I dig in my satchel for change and drop it carefully into the open case in front of the man's feet so that the twinkling of the coins won't disturb the music. But he stops and yells at me, “Oy, stop stealing, you punk!”

I jump back.

“I wasn't stealing,” I stutter. Then I notice his eyes aren't focused on me, he's staring to the left of me. His walking stick is propped against the wall next to him. “And I'm not a punk!”

He looks surprised at my voice, he probably expected to hear just the thumping of footsteps running away.

“I thought you was the punk that steals me money everyday,” he grumbles.

“They steal your money?” I shake my head. “I wish I had more with me …”

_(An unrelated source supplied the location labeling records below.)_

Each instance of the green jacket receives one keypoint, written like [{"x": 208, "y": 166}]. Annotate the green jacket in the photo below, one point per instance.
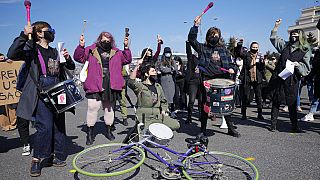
[{"x": 144, "y": 98}]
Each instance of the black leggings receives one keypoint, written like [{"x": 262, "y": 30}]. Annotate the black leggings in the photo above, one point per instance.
[{"x": 23, "y": 129}]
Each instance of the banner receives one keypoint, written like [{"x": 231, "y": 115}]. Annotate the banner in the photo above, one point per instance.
[{"x": 8, "y": 81}]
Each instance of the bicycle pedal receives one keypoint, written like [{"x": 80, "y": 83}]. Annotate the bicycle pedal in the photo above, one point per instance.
[{"x": 178, "y": 163}]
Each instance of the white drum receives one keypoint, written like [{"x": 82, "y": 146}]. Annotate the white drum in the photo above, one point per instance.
[{"x": 161, "y": 133}]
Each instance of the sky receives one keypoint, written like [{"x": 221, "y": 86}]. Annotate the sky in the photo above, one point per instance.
[{"x": 172, "y": 19}]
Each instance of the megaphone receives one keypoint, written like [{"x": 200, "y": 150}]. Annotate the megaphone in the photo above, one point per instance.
[{"x": 223, "y": 123}]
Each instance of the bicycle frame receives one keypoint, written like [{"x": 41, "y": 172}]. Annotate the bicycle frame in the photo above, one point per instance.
[{"x": 181, "y": 157}]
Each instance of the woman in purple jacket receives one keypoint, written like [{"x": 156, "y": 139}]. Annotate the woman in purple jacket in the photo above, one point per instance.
[{"x": 104, "y": 81}]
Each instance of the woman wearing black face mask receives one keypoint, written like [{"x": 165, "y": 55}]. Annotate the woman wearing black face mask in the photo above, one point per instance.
[
  {"x": 44, "y": 68},
  {"x": 105, "y": 82},
  {"x": 213, "y": 56},
  {"x": 168, "y": 70},
  {"x": 298, "y": 51},
  {"x": 151, "y": 99},
  {"x": 251, "y": 75}
]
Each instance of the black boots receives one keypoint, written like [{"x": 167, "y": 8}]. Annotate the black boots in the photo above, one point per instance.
[
  {"x": 109, "y": 134},
  {"x": 124, "y": 122},
  {"x": 231, "y": 128},
  {"x": 260, "y": 117},
  {"x": 244, "y": 113},
  {"x": 90, "y": 135},
  {"x": 273, "y": 126}
]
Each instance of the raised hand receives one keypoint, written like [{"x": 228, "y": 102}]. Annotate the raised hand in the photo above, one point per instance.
[
  {"x": 82, "y": 40},
  {"x": 27, "y": 30}
]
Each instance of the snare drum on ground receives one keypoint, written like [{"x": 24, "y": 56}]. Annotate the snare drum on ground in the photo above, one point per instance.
[
  {"x": 161, "y": 133},
  {"x": 220, "y": 95}
]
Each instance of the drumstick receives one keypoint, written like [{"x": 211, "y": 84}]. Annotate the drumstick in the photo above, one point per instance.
[
  {"x": 145, "y": 53},
  {"x": 27, "y": 4},
  {"x": 207, "y": 8},
  {"x": 84, "y": 26}
]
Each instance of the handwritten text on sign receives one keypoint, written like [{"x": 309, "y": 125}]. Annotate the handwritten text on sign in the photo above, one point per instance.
[{"x": 8, "y": 81}]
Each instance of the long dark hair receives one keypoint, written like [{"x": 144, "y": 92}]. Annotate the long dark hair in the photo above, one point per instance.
[
  {"x": 303, "y": 43},
  {"x": 108, "y": 35}
]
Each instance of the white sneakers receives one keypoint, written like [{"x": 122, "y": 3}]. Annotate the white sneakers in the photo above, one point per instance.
[
  {"x": 308, "y": 117},
  {"x": 173, "y": 115},
  {"x": 26, "y": 150}
]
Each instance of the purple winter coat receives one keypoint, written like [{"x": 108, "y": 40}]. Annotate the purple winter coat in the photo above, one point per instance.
[{"x": 93, "y": 82}]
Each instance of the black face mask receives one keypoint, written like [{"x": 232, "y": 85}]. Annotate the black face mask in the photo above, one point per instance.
[
  {"x": 105, "y": 45},
  {"x": 153, "y": 78},
  {"x": 48, "y": 36},
  {"x": 254, "y": 50},
  {"x": 148, "y": 58},
  {"x": 294, "y": 39},
  {"x": 213, "y": 41}
]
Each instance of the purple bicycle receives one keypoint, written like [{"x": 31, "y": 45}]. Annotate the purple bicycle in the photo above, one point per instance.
[{"x": 197, "y": 162}]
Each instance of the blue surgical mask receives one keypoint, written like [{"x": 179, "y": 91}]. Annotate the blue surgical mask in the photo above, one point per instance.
[{"x": 167, "y": 55}]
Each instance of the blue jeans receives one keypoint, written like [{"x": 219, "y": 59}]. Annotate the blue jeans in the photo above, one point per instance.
[{"x": 50, "y": 135}]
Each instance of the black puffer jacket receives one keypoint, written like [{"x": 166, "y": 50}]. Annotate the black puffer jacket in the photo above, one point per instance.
[{"x": 24, "y": 49}]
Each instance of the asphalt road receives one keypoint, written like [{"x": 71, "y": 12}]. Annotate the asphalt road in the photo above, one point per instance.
[{"x": 278, "y": 156}]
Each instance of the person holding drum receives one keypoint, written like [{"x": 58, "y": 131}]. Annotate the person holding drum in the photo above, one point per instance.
[
  {"x": 298, "y": 51},
  {"x": 251, "y": 75},
  {"x": 45, "y": 70},
  {"x": 104, "y": 82},
  {"x": 151, "y": 100},
  {"x": 214, "y": 62}
]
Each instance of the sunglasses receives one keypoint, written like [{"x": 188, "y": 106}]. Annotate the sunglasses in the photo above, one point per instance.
[{"x": 50, "y": 30}]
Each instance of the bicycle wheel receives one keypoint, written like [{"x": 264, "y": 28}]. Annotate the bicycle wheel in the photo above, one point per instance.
[
  {"x": 218, "y": 165},
  {"x": 108, "y": 160}
]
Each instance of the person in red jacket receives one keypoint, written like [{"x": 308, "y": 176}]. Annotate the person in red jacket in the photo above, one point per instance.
[{"x": 104, "y": 82}]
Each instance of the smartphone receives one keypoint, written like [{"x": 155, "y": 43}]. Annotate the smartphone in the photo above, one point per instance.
[{"x": 126, "y": 32}]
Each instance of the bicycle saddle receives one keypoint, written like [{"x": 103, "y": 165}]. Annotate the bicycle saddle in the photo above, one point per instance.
[{"x": 198, "y": 140}]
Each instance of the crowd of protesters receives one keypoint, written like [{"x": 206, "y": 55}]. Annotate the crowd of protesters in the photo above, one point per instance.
[{"x": 164, "y": 85}]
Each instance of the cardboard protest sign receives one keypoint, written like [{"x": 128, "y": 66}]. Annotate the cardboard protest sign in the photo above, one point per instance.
[{"x": 8, "y": 81}]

He waves his hand dismissively and then places his fingertips on the polished buttons. He nears the mouthpiece to his lips and another heart-rending melody is born from this blind, wiry man. As I watch him, a rainbow is being born from his saxophone. It coils out from the instrument like a snake enchanted by the snake charmer's melody. The saxophone becomes golden, dark green spills down the man's velvet trousers, the yellow plaster is pealing from the wall behind him, and his white thin hair billows when a red bus passes us.

I am suddenly filled with joy. But the song dies and the man lowers the saxophone in a moment of rest. I set off with dragged steps. I wipe at my tears with the back of my hand.

I turn into the alley where I usually have my morning cup of coffee. The light sign above the door is blinking nervously like it's in a hurry to go somewhere.

I sip my caffe latte in the quiet and cool room. I keep thinking of the old man and when it's time to pay, I'm already decided. I head back down the street to where he supported the wall.

He's still there. I stand next to him wordlessly. He feels my presence and his face scrunches up as he turns his face in my direction.

I calm him, “I can help you fend off the people stealing from you.”

He's relieved when he recognizes my voice. He settles back into his relaxed posture. He grips his saxophone and starts to play. I smile.